- Born: 25 August 1955 (age 70)
- Occupations: Journalist, author
- Years active: 1973 – present
- Spouse: Meredith
- Children: 4

= Leigh Hatcher =

Australian journalist and author

Leigh Hatcher (born 25 August 1955) is a veteran broadcast Australian journalist and author.

Hatcher's career highlights include working as the bureau chief for the Macquarie Radio Network in the Canberra Press Gallery. He has also worked at various radio stations including 2CA in Canberra and 5DN in Adelaide.

Hatcher was also employed by the Seven Network where he worked as a political correspondent in Canberra as well as a European correspondent when he lived in London, between the years of 1983 and 1985.

After returning from London, Hatcher took a break from television and returned to the radio station 5DN and hosted a radio show. Returning to Sydney, he worked as an on-the-road reporter for the Seven Network for a decade from 1988 to 1998. During this time he was the network's chief Olympic correspondent.

He was forced out of work for more than two years, suffering chronic fatigue syndrome. He wrote a best-selling book about the experience, I'm Not Crazy, I'm Just A Little Unwell.

Hatcher joined Sky News Australia in 2000 as a presenter of First Edition with Sharon McKenzie and later Nina May on weekdays.

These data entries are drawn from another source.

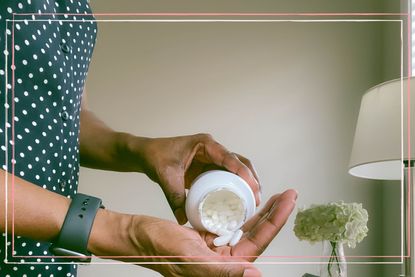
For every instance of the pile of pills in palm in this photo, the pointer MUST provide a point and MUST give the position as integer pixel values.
(223, 213)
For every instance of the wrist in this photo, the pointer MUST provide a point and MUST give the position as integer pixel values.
(110, 234)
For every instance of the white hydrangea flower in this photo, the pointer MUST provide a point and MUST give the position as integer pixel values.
(336, 222)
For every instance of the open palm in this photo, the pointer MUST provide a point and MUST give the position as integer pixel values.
(177, 248)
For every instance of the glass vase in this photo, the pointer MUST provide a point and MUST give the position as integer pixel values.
(333, 260)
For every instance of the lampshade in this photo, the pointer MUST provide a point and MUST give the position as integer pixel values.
(381, 136)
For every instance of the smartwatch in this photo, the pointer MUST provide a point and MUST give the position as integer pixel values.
(73, 237)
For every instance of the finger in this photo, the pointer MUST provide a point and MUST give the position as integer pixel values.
(228, 270)
(250, 166)
(258, 238)
(220, 156)
(262, 213)
(234, 270)
(173, 188)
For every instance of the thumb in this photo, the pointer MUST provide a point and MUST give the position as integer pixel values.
(173, 188)
(239, 271)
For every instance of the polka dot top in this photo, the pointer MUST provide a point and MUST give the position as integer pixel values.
(46, 51)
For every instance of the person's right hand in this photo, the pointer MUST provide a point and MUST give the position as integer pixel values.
(169, 248)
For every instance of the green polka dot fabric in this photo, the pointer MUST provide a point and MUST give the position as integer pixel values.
(51, 43)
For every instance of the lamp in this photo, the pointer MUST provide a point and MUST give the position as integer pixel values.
(381, 146)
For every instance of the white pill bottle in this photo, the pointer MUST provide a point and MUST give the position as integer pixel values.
(219, 202)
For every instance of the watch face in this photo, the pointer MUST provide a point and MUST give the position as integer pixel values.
(72, 255)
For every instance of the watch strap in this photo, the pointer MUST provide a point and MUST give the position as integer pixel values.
(74, 235)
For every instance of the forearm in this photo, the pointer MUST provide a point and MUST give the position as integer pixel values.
(30, 214)
(29, 209)
(103, 148)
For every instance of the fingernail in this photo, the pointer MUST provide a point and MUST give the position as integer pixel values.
(259, 198)
(251, 272)
(180, 216)
(296, 194)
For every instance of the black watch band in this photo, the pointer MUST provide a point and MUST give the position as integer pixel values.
(74, 235)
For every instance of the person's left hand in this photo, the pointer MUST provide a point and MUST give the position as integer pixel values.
(175, 250)
(175, 162)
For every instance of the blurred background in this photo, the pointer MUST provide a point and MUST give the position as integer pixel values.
(284, 94)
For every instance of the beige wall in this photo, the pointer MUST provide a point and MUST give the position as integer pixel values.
(284, 94)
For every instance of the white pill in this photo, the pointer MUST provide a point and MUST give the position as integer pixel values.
(222, 240)
(223, 232)
(232, 225)
(235, 238)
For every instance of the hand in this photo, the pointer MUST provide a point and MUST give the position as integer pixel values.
(174, 244)
(175, 162)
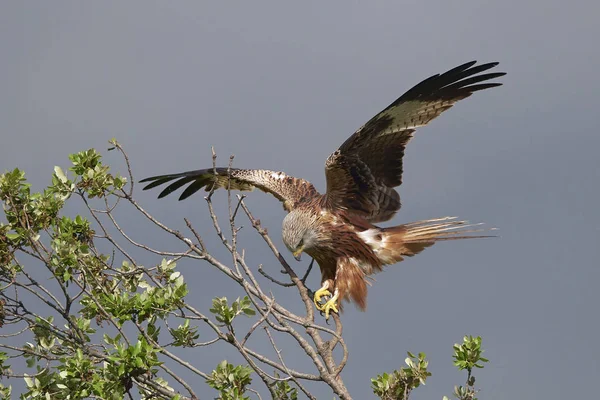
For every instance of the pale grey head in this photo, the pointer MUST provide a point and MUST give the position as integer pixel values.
(299, 231)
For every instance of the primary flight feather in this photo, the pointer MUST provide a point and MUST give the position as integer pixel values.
(337, 228)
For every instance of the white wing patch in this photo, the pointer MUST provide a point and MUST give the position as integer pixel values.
(377, 242)
(278, 175)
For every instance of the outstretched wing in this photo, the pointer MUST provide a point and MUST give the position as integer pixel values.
(362, 173)
(289, 190)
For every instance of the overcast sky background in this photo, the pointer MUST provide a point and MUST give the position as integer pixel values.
(283, 85)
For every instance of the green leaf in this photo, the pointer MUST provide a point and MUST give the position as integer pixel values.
(60, 174)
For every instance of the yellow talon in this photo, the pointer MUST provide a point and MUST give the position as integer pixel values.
(331, 305)
(318, 294)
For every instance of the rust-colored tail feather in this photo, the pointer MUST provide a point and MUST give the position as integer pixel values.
(410, 239)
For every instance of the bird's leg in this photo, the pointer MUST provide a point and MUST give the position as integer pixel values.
(331, 304)
(323, 291)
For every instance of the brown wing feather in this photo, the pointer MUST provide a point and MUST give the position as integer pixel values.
(289, 190)
(362, 173)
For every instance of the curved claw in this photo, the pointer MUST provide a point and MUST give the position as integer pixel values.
(331, 305)
(318, 295)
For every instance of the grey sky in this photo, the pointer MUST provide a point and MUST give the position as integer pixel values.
(266, 81)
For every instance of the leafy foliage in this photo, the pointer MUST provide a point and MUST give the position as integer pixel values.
(399, 384)
(231, 381)
(94, 323)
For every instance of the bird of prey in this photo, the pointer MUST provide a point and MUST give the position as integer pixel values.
(337, 228)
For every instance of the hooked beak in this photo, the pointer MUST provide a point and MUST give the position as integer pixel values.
(298, 254)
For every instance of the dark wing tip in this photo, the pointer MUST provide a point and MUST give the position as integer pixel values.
(456, 83)
(198, 179)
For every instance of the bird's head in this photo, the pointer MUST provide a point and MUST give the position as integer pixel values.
(299, 231)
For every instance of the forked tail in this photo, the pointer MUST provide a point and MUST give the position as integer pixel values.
(410, 239)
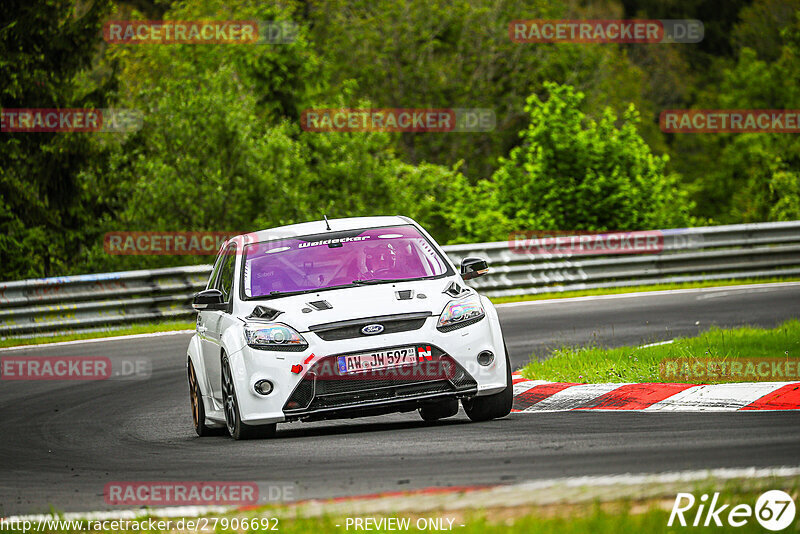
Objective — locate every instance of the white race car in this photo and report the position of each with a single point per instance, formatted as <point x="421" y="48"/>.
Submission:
<point x="342" y="318"/>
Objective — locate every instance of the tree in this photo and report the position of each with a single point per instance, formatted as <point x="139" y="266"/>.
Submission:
<point x="44" y="48"/>
<point x="574" y="173"/>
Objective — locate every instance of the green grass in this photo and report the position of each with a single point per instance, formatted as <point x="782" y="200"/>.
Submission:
<point x="641" y="364"/>
<point x="144" y="328"/>
<point x="637" y="289"/>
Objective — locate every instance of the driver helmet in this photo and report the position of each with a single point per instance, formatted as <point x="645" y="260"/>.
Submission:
<point x="380" y="257"/>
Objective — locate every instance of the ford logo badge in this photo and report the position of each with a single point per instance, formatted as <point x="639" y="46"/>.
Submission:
<point x="372" y="329"/>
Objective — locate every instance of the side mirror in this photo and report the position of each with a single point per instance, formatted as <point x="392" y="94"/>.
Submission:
<point x="473" y="268"/>
<point x="209" y="299"/>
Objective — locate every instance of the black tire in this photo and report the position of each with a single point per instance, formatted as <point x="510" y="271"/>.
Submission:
<point x="439" y="410"/>
<point x="492" y="406"/>
<point x="198" y="409"/>
<point x="236" y="428"/>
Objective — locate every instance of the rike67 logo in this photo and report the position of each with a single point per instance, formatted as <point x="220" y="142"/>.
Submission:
<point x="774" y="510"/>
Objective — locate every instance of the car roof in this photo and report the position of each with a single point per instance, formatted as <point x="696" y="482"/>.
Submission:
<point x="319" y="227"/>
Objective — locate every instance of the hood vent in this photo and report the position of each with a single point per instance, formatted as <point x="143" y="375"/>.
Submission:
<point x="320" y="305"/>
<point x="264" y="312"/>
<point x="454" y="290"/>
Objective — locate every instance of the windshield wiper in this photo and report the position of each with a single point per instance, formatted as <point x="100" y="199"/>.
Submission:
<point x="384" y="281"/>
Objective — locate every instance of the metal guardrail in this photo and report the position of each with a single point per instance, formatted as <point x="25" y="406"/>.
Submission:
<point x="80" y="303"/>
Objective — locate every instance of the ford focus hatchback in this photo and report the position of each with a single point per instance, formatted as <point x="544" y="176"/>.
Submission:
<point x="338" y="319"/>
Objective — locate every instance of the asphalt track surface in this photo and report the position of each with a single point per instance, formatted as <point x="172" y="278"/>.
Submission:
<point x="63" y="441"/>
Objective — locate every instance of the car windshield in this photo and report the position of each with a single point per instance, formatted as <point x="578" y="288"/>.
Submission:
<point x="334" y="259"/>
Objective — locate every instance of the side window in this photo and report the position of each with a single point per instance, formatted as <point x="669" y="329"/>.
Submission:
<point x="224" y="281"/>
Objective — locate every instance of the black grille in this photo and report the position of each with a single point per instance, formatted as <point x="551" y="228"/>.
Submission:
<point x="323" y="388"/>
<point x="352" y="329"/>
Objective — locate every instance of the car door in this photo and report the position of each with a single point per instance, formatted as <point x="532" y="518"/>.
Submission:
<point x="212" y="321"/>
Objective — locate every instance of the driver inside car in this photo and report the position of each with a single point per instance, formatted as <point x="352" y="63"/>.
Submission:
<point x="379" y="261"/>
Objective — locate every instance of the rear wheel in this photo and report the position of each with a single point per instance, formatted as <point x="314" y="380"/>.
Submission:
<point x="439" y="410"/>
<point x="492" y="406"/>
<point x="236" y="428"/>
<point x="198" y="409"/>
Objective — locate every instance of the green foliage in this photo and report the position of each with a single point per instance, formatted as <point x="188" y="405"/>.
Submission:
<point x="572" y="172"/>
<point x="221" y="147"/>
<point x="754" y="176"/>
<point x="43" y="47"/>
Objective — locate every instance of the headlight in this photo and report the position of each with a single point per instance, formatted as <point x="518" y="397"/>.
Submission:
<point x="274" y="336"/>
<point x="461" y="312"/>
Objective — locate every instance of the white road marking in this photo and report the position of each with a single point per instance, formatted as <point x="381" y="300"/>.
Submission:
<point x="716" y="397"/>
<point x="572" y="397"/>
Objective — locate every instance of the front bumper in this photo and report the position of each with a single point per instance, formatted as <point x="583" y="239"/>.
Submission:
<point x="316" y="391"/>
<point x="325" y="394"/>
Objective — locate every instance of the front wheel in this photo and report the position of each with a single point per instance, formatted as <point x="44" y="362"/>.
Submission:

In January 2013, he finished presenting First Edition and was appointed news presenter on PM Agenda. In June 2013, he resigned from Sky News.

On 11 November 1975 Hatcher was one of the journalists present at former prime minister Whitlam's dismissal speech.

On 27 March 2011 Sheridan Voysey, presenter of national radio program Open House, announced Hatcher would serve as his replacement. Hatcher hosted the program, aired by Christian broadcaster Hope 103.2, until 8 December 2013.

In January 2014, after four decades of broadcast journalism, Hatcher became director for public affairs with the HammondCare organisation.

He is married with four children and three grandchildren.

==Writing career==
Hatcher has written three books – I'm Not Crazy, I'm Just A Little Unwell, and two books from the Open House radio program.